Silber kommt ohne die vielen Kryptocoins gut aus, aber Krypto ohne Silber, das wird schwierig
Unbestreitbar dürfte allerdings sein, dass weder die Kryptowährungen noch Apple irgendeine Zukunft haben werden, sollte der Welt in Kürze das Silber ausgehen. Viele meinen, das wird nicht geschehen, weil immer Silber gefördert werden wird. Das ist eine recht optimistische Annahme, denn ohne Investitionen in den Sektor wird es mittelfristig viel zu wenig und langfristig gar kein Silber mehr geben.
Die Situation erinnert damit unwillkürlich an den Arzt, der keine Zeit mehr hat, die neuesten medizinischen Forschungsberichte zu lesen, weil er nicht weiß, wo ihm der Kopf steht bzw. weil er anderes im Sinn hat. Ob das gut geht und ob die Patienten bei diesem Mediziner gut aufgehoben sind, sind zwei Fragen, die an dieser Stelle unbedingt gestellt werden müssen.

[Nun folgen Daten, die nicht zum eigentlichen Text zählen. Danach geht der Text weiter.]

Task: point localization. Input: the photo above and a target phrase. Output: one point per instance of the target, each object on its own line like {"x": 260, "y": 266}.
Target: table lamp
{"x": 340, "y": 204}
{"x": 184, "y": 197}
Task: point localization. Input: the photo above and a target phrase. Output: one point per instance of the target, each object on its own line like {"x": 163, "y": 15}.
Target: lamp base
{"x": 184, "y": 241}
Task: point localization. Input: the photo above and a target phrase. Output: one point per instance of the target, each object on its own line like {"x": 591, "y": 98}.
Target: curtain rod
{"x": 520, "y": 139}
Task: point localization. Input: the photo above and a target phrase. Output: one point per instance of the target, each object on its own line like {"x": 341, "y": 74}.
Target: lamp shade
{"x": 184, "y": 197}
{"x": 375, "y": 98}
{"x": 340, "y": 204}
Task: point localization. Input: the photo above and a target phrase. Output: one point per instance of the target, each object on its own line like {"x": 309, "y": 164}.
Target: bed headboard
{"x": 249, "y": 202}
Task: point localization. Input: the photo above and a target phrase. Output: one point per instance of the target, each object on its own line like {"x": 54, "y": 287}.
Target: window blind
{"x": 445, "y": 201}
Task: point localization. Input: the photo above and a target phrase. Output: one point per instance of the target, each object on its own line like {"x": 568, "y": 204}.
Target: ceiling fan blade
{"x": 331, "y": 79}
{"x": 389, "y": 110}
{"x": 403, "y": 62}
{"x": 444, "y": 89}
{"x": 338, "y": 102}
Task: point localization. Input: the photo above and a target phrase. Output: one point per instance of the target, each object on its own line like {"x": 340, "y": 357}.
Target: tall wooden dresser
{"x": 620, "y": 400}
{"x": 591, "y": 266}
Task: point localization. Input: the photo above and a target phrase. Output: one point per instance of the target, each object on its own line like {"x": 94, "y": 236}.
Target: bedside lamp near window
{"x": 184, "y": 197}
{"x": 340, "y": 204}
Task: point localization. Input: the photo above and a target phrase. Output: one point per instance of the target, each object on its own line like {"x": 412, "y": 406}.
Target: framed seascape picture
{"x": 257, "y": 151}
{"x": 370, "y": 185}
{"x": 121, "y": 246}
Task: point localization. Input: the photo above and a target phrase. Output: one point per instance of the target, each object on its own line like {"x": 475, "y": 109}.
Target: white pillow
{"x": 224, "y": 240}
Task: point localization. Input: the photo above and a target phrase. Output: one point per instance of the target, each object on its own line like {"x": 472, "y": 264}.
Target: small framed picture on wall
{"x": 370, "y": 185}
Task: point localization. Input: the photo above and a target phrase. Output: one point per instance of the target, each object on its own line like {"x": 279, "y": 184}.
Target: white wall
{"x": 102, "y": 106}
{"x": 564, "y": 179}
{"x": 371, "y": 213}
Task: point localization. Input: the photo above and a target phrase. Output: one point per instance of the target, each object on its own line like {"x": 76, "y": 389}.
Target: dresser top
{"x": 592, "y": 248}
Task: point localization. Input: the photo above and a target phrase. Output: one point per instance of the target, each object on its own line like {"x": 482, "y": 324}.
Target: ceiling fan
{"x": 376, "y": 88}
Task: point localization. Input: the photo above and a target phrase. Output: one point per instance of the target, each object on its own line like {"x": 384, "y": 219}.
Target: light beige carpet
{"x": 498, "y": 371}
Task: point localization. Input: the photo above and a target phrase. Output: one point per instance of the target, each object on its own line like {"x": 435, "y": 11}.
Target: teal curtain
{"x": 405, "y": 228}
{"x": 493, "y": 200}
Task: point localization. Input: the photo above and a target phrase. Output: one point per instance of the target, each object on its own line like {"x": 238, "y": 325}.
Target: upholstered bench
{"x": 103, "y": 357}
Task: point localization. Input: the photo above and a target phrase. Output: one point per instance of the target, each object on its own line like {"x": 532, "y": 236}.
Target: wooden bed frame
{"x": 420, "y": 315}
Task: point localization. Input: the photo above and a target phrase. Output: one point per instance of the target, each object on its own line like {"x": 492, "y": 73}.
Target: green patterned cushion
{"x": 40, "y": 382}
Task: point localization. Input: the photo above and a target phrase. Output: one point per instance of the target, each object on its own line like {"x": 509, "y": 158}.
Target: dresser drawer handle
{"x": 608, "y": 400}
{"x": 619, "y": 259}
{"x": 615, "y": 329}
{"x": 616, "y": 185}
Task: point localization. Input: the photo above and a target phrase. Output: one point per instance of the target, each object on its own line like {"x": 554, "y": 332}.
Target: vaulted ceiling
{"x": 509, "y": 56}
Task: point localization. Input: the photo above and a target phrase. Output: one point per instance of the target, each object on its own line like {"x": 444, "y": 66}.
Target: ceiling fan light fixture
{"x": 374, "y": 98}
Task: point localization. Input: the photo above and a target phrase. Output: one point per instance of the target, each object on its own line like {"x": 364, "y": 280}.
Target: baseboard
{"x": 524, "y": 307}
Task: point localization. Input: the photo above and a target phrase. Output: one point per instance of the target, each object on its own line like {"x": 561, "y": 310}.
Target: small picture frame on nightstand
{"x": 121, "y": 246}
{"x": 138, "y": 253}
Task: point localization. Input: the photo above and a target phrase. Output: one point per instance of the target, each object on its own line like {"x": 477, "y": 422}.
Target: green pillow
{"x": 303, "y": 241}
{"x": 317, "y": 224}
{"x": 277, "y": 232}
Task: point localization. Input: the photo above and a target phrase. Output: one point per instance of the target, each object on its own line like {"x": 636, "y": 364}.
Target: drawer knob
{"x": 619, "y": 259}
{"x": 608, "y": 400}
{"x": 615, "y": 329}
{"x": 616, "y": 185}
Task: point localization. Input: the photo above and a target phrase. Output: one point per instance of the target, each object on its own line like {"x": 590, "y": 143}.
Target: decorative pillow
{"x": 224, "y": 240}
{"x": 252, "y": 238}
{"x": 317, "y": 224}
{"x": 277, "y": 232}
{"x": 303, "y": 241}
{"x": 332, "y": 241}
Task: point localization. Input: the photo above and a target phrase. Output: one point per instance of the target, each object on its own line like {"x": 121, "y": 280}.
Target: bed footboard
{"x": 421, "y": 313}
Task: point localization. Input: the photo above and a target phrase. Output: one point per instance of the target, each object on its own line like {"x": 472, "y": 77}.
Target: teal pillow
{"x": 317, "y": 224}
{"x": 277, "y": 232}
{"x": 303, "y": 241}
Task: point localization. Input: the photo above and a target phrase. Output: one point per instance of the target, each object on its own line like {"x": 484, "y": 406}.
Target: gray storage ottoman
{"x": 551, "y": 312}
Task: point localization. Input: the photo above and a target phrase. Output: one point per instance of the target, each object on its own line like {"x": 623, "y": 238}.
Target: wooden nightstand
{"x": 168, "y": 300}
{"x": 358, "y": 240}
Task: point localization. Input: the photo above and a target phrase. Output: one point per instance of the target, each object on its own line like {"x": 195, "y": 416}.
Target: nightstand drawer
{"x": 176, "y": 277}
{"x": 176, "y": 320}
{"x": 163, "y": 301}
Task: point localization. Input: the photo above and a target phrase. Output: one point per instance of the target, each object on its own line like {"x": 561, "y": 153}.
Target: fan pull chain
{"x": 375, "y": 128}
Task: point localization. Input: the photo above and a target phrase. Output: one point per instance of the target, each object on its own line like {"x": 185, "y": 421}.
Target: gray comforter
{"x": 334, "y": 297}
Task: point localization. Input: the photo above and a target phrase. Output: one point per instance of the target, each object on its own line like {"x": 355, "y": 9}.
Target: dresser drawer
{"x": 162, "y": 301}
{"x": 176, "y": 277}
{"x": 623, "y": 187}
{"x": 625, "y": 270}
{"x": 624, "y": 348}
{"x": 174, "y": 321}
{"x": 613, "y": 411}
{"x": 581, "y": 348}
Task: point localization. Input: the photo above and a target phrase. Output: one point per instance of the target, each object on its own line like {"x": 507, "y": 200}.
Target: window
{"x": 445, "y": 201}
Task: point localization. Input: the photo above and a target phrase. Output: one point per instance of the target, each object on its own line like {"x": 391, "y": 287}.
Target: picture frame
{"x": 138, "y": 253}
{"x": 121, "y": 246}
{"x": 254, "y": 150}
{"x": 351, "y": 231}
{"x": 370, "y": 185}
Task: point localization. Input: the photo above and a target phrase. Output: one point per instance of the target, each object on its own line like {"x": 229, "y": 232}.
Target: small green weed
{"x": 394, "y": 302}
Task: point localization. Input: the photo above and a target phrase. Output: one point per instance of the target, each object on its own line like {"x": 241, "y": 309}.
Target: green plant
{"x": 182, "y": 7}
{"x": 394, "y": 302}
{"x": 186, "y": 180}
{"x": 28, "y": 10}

Um Silber zu fördern, reicht im Grunde immer noch die gute, alte Spitzhacke. Auch wenn es mit moderner Bergbautechnologie natürlich wesentlich leichter und effizienter geht. Aber Kryptocoins braucht man definitiv nicht. Neue Kryptocoins ohne Silber zu schürfen oder ohne Silber von einer Person zur nächsten zu transferieren, wird allerdings schwierig werden, denn die physikalischen Fähigkeiten des weißen Edelmetalls sind so einzigartig, dass sie nur von wenigen anderen Metallen erreicht werden.

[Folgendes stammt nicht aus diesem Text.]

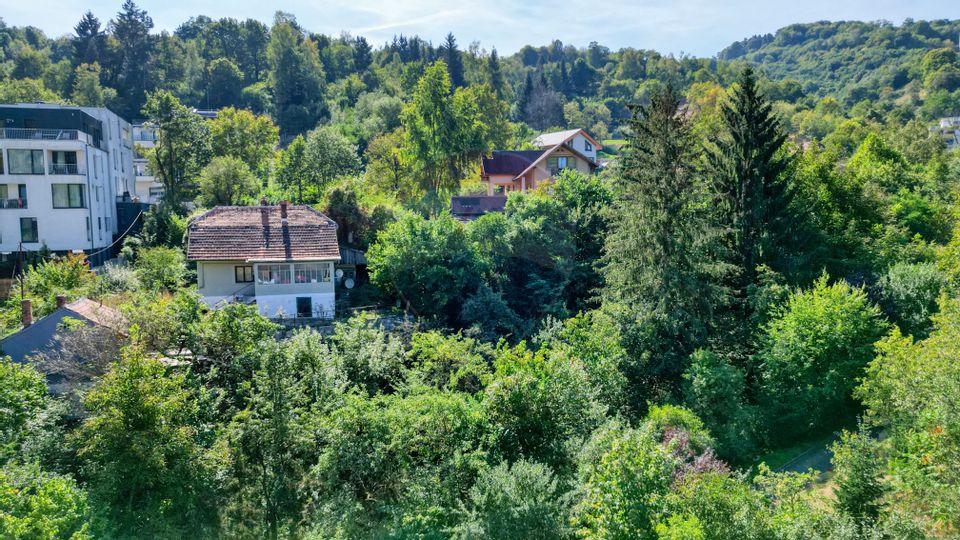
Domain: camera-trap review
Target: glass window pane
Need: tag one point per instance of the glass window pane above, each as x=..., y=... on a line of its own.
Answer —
x=60, y=198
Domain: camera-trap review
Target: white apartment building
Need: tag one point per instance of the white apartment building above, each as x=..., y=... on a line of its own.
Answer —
x=62, y=170
x=147, y=188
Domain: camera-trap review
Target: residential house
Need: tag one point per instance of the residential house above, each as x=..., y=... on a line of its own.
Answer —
x=508, y=170
x=280, y=257
x=62, y=169
x=148, y=189
x=40, y=336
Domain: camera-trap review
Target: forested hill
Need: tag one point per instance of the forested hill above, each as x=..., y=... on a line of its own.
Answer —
x=304, y=79
x=854, y=60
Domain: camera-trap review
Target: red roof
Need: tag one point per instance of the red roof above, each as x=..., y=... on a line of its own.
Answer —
x=257, y=233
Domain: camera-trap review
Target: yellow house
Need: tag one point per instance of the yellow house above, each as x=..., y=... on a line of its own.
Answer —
x=508, y=170
x=280, y=257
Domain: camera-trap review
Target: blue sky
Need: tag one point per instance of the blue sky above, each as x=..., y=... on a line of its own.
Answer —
x=698, y=27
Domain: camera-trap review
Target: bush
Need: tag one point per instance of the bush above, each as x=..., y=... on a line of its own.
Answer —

Kupfer und Aluminium können an dieser Stelle nicht mithalten. Das Gold schon. Dieses ist allerdings rund 17 mal seltener als Silber und momentan auch 80 mal teurer. Irgendwie ist es schon schade, dass sich zwei Billionen US-Dollar Marktkapitalisierung im Krypto-Sektor und weitere 3,5 Billionen US-Dollar bei Apple schon bald in Luft auflösen könnten, nur weil die Welt in ihrer einseitigen Einfalt vergessen hat, ein paar wenige US-Dollar, Euro, Yen oder Yuan in die Entwicklung von neuen Silberprojekten zu stecken.